How Predictive Maintenance can Help Manufacturing Industry
Industry 4.0 is the new revolution which has changed the manufacturing industry. The manufacturing industry has started using artificial intelligence and industrial Internet of Things technology to boost their production and at the same time keep a check on their production equipments. Machine learning techniques have ensured that very less human intervention is needed for production. This new initiative has brought smart working environments where companies can make optimum use of their available resources. The equipments also need to be better equipped with smart technologies in order to achieve the desired level of automation required for a manufacturing company.
Predictive maintenance can offer innovative solutions to companies to achieve their desired target. Companies want the manufacturing unit to run at optimal speed at minimum downtime. Machines with moving parts require maintenance at regular intervals to prevent it from any wear and tear. There are two traditional ways to avoid unwanted breakdowns. They are as follows:
Fixed Maintenance: Companies schedule fixed maintenance of their equipments at fixed time intervals regardless of the condition of the machine. This approach is precautionary and sometimes can induce unnecessary expense.
Condition-Based Maintenance: It is a smarter way to maintain a piece of equipment as condition-based maintenance is done only when a machine requires maintenance. Maintenance is performed before a failure.

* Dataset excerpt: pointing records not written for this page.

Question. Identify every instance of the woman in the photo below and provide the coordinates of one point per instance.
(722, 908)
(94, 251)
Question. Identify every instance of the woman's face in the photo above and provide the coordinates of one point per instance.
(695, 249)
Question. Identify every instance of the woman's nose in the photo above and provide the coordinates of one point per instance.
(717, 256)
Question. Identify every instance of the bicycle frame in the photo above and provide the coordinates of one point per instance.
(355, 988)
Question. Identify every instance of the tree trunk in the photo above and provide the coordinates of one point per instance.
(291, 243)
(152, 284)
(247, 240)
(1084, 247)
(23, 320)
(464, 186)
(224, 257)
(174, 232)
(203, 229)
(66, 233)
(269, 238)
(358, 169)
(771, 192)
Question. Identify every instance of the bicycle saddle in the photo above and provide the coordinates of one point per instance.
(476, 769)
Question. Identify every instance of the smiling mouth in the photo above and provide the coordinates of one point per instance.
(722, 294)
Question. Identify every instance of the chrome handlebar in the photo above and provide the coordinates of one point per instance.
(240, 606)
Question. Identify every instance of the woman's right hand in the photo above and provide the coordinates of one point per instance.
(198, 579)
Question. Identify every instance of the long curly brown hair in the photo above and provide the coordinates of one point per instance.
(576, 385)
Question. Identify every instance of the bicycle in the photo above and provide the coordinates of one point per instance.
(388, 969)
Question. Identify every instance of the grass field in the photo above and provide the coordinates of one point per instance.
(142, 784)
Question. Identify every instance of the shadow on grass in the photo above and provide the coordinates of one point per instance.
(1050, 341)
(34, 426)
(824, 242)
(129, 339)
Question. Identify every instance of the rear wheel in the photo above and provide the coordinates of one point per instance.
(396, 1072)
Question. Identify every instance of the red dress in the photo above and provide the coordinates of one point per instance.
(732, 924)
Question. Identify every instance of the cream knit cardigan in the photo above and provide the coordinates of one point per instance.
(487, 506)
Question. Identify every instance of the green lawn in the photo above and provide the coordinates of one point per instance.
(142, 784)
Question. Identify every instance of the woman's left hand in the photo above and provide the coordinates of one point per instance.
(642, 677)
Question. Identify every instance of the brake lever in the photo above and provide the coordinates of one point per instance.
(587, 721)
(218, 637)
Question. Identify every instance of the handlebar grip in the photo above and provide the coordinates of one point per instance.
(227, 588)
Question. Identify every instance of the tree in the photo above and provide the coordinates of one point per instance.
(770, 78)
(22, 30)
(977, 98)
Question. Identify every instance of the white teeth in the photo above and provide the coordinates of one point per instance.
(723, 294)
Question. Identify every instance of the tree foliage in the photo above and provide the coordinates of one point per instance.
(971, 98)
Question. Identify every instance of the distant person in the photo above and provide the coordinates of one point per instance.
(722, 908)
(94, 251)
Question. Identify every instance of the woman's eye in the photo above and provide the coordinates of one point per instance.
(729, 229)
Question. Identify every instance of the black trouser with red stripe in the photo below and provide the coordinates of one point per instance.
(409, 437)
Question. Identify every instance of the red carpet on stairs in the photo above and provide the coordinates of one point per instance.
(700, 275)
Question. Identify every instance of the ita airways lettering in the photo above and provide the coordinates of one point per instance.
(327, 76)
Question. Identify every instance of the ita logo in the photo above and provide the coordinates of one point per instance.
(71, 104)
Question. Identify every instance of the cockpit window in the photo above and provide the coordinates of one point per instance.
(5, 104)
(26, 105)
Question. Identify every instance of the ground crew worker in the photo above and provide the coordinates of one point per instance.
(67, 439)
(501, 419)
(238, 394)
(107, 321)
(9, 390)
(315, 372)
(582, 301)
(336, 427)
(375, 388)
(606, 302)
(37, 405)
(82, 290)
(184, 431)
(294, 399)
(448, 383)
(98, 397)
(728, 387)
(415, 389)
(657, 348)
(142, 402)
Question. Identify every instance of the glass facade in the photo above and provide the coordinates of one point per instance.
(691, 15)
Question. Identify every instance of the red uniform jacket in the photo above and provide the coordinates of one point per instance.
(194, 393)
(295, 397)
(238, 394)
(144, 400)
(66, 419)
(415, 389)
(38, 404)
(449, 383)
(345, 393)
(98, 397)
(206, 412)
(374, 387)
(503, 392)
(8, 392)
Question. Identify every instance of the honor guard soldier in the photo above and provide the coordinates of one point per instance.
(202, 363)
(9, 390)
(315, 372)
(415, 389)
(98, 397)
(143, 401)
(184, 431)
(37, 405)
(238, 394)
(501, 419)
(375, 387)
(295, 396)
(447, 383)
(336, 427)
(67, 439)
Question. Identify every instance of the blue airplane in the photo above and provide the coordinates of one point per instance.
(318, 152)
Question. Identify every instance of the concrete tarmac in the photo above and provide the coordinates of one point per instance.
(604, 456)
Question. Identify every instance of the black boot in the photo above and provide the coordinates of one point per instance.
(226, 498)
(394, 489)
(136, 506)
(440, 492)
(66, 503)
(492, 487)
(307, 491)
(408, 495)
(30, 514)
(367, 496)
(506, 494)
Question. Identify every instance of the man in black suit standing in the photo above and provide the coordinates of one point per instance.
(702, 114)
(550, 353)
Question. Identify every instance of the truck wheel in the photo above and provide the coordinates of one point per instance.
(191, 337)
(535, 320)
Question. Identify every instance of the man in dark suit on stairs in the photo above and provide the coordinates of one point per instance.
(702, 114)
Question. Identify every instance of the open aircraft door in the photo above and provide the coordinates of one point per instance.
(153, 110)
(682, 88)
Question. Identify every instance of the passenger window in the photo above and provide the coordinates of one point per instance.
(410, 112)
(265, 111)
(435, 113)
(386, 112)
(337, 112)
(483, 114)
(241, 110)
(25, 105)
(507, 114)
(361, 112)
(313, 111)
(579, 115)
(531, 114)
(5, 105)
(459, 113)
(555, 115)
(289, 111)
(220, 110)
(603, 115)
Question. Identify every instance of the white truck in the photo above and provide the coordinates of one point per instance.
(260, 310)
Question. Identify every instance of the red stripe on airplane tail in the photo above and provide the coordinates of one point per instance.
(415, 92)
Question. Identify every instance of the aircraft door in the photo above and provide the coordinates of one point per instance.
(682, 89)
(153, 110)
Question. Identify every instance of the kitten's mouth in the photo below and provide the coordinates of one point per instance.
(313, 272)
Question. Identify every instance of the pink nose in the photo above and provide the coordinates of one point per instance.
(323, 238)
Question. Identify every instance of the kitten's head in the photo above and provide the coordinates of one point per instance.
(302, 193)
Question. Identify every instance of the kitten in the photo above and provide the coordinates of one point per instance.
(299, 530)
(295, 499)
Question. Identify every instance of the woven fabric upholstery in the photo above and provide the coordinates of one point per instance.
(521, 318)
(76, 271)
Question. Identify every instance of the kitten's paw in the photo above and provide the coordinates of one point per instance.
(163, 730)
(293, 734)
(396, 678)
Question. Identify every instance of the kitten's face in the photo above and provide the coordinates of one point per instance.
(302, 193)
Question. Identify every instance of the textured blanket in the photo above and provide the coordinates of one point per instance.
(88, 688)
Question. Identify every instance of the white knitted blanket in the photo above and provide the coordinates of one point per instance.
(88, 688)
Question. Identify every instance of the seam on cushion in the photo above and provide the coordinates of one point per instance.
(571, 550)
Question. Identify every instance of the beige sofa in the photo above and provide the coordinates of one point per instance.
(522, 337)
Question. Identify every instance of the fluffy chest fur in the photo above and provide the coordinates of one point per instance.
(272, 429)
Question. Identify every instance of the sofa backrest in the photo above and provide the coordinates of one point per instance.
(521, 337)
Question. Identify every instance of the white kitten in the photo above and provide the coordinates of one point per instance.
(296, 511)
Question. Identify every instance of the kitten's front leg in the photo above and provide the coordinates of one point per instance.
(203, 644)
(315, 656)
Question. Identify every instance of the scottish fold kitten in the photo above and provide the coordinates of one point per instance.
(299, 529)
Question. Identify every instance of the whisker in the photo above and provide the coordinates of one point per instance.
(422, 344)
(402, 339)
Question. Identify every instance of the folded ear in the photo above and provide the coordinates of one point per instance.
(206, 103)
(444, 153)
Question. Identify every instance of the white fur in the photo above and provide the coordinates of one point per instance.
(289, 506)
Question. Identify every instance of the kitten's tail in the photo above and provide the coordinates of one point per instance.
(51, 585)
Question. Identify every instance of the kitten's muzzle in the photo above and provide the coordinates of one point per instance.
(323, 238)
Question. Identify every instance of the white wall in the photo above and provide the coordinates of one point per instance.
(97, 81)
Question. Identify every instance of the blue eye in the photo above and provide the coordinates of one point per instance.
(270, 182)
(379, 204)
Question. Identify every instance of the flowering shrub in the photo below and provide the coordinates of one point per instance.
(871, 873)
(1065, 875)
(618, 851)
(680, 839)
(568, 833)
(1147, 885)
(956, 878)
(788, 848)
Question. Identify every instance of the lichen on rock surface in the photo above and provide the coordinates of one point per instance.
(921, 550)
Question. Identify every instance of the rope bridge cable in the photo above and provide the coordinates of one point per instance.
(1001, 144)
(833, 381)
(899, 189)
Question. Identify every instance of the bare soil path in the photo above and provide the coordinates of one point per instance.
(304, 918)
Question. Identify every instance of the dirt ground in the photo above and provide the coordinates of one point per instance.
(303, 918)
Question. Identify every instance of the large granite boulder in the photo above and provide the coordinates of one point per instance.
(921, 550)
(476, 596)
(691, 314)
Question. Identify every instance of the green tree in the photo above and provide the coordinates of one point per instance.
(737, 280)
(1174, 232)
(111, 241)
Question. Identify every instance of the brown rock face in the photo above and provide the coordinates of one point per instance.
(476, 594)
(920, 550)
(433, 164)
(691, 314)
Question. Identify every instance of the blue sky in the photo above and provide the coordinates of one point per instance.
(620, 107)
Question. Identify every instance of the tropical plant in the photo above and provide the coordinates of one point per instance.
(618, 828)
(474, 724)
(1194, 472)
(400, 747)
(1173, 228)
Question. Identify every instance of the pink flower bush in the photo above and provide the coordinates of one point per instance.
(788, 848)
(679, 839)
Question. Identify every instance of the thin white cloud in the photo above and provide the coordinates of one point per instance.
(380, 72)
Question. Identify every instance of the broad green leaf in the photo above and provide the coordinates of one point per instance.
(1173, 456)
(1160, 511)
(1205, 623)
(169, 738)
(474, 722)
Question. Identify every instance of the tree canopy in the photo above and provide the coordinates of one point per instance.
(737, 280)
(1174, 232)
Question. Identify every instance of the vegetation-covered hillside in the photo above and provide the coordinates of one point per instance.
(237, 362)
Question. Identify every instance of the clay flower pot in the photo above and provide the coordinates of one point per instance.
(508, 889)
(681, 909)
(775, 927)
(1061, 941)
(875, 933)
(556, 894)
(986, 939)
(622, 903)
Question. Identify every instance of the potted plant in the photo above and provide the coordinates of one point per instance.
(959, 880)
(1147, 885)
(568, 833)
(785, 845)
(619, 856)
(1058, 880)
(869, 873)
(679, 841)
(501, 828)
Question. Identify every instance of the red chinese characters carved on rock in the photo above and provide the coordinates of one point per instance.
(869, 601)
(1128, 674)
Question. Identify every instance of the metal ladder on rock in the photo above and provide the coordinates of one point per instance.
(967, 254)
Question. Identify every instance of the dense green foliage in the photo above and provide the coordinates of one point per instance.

Predictive maintenance is the best approach as it can predict if a machine requires maintenance well in advance before a system failure. Predictive maintenance with condition monitoring and analysis of IoT data, can predict when a machine requires maintenance. Predictive maintenance can improve technical support drastically by catching the errors that can escape the human eye like vibrations and sound emissions. The new cutting-edge technologies like big data analytics can monitor large volumes of data in real time. The data is fed through low-power sensing devices which are installed directly on machines. These smart sensors consist of power nodes and microcontrollers which offer many advantages over the traditional condition-based maintenance.